Michael Guarino

Posted on Oct 3, 2023 • Originally published at plural.sh on Sep 26, 2023

What you need to know about Self-Hosting Large Language Models (LLMs)

#llms

Since its arrival in November 2022, ChatGPT has revolutionized the way we all work by leveraging generative artificial intelligence (AI) to streamline tasks, produce content, and provide swift and error-free recommendations. By harnessing the power of this groundbreaking technology, companies and individuals can amplify efficiency and precision while reducing reliance on human intervention.

At the core of ChatGPT and other AI algorithms lie Large Language Models (LLMs), renowned for their remarkable capacity to generate human-like written content. One prominent application of LLMs is in the realm of website chatbots utilized by companies.

By feeding customer and product data into LLMs and continually refining the training, these chatbots can deliver instantaneous responses, personalized recommendations, and unfettered access to information.

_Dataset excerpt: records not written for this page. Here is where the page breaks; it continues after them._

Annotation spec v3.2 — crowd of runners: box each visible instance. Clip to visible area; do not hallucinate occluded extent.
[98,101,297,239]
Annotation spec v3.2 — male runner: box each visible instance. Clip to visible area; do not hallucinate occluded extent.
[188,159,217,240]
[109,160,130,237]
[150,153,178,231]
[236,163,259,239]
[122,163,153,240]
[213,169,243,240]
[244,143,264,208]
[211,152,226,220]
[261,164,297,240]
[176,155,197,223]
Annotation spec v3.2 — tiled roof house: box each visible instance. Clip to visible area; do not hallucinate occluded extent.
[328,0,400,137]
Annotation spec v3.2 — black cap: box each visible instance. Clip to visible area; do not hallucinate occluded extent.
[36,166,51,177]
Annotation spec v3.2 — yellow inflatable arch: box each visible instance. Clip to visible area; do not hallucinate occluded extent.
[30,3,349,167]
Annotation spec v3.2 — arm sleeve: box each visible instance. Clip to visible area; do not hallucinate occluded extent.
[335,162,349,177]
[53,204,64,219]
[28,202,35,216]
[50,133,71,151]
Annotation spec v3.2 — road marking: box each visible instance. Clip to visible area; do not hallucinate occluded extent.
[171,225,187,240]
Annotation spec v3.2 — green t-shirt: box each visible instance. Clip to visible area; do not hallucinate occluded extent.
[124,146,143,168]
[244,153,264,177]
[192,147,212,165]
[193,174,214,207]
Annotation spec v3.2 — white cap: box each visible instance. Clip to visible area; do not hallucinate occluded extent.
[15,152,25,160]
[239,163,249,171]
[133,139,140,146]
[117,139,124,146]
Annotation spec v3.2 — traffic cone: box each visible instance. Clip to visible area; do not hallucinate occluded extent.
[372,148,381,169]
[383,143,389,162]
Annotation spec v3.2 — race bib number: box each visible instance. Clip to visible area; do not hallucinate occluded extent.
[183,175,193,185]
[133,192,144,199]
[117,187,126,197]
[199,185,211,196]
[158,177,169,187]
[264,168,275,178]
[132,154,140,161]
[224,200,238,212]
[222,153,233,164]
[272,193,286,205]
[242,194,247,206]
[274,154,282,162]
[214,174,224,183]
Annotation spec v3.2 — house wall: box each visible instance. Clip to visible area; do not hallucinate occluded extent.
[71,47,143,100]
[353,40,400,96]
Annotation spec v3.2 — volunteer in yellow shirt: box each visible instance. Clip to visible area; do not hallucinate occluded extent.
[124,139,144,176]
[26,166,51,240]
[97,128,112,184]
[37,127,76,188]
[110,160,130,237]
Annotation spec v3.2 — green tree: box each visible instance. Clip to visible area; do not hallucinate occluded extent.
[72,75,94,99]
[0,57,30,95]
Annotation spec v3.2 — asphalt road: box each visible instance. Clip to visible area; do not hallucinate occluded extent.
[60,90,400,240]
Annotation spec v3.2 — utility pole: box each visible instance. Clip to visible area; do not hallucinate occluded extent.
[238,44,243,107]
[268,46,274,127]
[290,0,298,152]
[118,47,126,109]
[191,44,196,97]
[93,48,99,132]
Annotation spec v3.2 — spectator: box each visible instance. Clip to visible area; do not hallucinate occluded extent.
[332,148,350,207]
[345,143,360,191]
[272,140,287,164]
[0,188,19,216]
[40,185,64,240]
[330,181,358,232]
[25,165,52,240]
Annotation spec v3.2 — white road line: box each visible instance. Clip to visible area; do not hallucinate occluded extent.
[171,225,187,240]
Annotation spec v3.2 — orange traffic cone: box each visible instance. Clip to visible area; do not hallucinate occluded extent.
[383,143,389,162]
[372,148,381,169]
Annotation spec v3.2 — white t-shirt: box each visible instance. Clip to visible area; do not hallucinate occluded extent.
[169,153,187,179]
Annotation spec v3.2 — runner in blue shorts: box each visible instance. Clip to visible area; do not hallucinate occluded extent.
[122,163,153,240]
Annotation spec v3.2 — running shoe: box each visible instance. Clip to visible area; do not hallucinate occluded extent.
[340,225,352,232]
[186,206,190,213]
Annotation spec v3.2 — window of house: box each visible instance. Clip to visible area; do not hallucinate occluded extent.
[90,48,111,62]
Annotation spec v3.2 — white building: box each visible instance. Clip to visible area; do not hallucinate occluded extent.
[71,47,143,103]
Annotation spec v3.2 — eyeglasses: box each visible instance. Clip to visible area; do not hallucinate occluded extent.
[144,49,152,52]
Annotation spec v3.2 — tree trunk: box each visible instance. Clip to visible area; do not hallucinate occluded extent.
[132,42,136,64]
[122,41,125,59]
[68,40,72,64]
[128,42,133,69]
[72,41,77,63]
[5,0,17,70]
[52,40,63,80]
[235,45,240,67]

Furthermore, their round-the-clock availability empowers websites to provide continuous customer support and engagement, unencumbered by constraints of staff availability.

While LLMs are undeniably beneficial for organizations, enabling them to operate more efficiently, there is also a significant concern regarding the utilization of cloud-based services like OpenAI and ChatGPT for LLMs. With sensitive data being entrusted to these cloud-based platforms, companies can potentially lose control over their data security.

Simply put, they relinquish ownership of their data. In these privacy-conscious times, companies in regulated industries are expected to adhere to the highest standards when it comes to handling customer data and other sensitive information.

In heavily regulated industries like healthcare and finance, companies need to have the ability to self-host some open-source LLM models to regain control of their own privacy. Here is what you need to know about self-hosting LLMs and how you can easily do so with Plural.

Before you decide to self-host

In the past year, the discussion surrounding LLMs has evolved, transitioning from "Should we utilize LLMs?" to "Should we opt for a self-hosted solution or rely on a proprietary off-the-shelf alternative?"

Like many engineering questions, the answer to this one is not straightforward. While we are strong proponents of self-hosting infrastructure – we even self-host our AI chatbot for compliance reasons – we also rely on our Plural platform, leveraging the expertise of our team, to ensure our solution is top-notch.

We often urge our customers to answer these questions below before self-hosting LLMs.

Where would you want to host LLMs?
Do you have a client-server architecture in mind? Or, something with edge devices, such as on your phone?

It also depends on your use case:

What will the LLMs be used for in your organization?
Do you work in a regulated industry and need to own your proprietary data?
Does it need to be in your product in a short period?
Do you have engineering resources and expertise available to build a solution from scratch?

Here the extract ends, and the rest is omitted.